The radiology data are reported at face value by MedPage Today and without important input from MS neurologists. Another screaming caveat to the coverage is the following: The radiology abstracts implicity acknowledge the existence of chronic cerebrospinal venous insufficiency (CCSVI) in multiple sclerosis—a completely unestablished concept that has been used to justify vacular intervention in the disease. It is the odd brainchild of Italy's Paolo Zamboni, and the idea has been embraced willy-nilly by some US physicians, including Stanford's Michael Dake. However, it is viewed with a very healthy skepticism by US neurologists who subspecialize in MS management. (For important background, go here, here, and here.)

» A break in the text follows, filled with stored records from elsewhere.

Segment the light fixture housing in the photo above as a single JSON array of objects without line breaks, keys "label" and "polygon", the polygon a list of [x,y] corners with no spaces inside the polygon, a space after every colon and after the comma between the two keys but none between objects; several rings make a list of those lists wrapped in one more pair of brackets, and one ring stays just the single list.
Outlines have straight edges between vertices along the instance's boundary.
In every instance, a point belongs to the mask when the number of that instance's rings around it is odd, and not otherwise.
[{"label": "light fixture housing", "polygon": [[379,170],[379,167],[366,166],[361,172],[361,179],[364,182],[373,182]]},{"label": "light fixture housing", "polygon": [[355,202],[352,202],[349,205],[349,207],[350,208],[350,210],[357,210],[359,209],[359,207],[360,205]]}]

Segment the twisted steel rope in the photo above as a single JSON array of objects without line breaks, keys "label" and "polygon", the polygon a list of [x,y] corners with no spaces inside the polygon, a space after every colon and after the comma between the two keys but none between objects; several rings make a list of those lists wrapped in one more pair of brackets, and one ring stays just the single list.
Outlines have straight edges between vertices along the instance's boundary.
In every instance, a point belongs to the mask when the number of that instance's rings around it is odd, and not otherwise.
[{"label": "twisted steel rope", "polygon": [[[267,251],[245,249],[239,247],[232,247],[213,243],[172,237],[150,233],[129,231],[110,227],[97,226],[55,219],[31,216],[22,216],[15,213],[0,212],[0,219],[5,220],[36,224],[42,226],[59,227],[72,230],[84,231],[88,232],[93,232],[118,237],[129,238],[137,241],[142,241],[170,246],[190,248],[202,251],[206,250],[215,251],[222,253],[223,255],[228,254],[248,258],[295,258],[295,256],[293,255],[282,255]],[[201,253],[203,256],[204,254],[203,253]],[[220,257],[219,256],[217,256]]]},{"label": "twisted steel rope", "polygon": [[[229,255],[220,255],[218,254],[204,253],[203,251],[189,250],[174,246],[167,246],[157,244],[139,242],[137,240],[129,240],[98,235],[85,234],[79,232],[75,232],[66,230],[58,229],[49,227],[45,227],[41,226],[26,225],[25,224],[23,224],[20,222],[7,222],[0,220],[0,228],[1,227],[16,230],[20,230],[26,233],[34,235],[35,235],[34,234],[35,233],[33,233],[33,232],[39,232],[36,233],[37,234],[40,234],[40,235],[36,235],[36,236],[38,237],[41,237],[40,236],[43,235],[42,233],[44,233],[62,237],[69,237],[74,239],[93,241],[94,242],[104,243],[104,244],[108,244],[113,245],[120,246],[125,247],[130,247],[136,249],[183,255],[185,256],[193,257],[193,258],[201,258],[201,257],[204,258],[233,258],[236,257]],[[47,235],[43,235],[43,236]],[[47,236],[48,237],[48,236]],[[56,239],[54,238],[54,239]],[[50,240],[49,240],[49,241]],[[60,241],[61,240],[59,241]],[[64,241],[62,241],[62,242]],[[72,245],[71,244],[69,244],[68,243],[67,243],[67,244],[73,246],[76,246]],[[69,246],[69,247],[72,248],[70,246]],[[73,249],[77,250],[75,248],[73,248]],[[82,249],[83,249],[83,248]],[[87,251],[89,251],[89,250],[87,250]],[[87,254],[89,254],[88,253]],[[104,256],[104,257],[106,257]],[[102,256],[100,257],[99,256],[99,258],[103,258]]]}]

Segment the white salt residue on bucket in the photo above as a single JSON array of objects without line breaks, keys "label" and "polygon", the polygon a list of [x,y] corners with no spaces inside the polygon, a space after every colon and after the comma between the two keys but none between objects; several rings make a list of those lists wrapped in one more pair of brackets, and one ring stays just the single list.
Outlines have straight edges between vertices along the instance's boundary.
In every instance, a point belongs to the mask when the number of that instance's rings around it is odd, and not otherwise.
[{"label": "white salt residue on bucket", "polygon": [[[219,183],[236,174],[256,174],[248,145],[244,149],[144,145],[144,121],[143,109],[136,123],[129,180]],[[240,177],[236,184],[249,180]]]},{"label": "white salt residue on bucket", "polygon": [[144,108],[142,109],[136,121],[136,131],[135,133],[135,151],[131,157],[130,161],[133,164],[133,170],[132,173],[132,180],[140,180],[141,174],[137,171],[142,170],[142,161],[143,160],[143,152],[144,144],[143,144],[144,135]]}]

According to MedPage, the rate of "major complications" in one retrospective series of 231 "CCSVI patients" with MS who underwent vascular intervention was 1.2% and consisted of venous thrombosis. So-called minor complications, however, weren't inconsequential and included "thrombosis or dissection after angioplasty requiring stent placement" at a rate of 10.5%. In a much smaller study of 24 patients, 1 case of inguinal bleeding, 2 cases of inguinal hematoma, and 1 case of retroperitoneal hematoma produced a complication rate of more than 16%—suggesting limited technical skills on the part of the interventionist(s). In a third series of 18 patients, 1 patient (>5%) experienced "rupture" of the internal jugular valve, which had to be treated with "balloon tamponade and stenting." (I don't imagine that calm reigned in the radiology suite that day.)
All of these non-controlled studies reported clinical improvement of MS symptoms in most patients. But, it should be noted, clinical improvement (however it was measured, if at all) didn't necessarily last, and "venous obstruction" recurred, in some cases. (And it's completely unclear whether clinical status deteriorated in concert with the return of the presumed venous obstraction.)
Another downfall of MedPage's coverage is the quoting of non-neurologist Michael Dake, who provided this useful [sarcasm alert] gem: "Currently there are many unknowns and lots of uncertainty." In addition, Dake called the field "a zone of chaos"—a situation that Dake arguably help to create. MedPage failed to note that Dake's own jugular-stent program at Stanford was shut down in December of 2009, after 1 of his MS patients died of cerebral hemorrhage and the stent of another became dislodged in his heart.
SIR Abstracts Cited by MedPage
Mandato K et al. Safety of outpatient endovascular treatment of the internal jugular and azygos veins for chronic cerebrospinal venous insufficiency (CCSVI) in multiple sclerosis: a retrospective analysis. Abstract 3.
Haskal Z et al. Feasibility evaluation of catheter-directed interventions in multiple sclerosis CCSVI patients. Abstract 82.
Pisco JM et al. Percutaneous transluminal angioplasty and stenting in patients with multiple sclerosis and venous insufficiency--preliminary results. Abstract 33.
Image of neck veins from Gray's Anatomy (1918).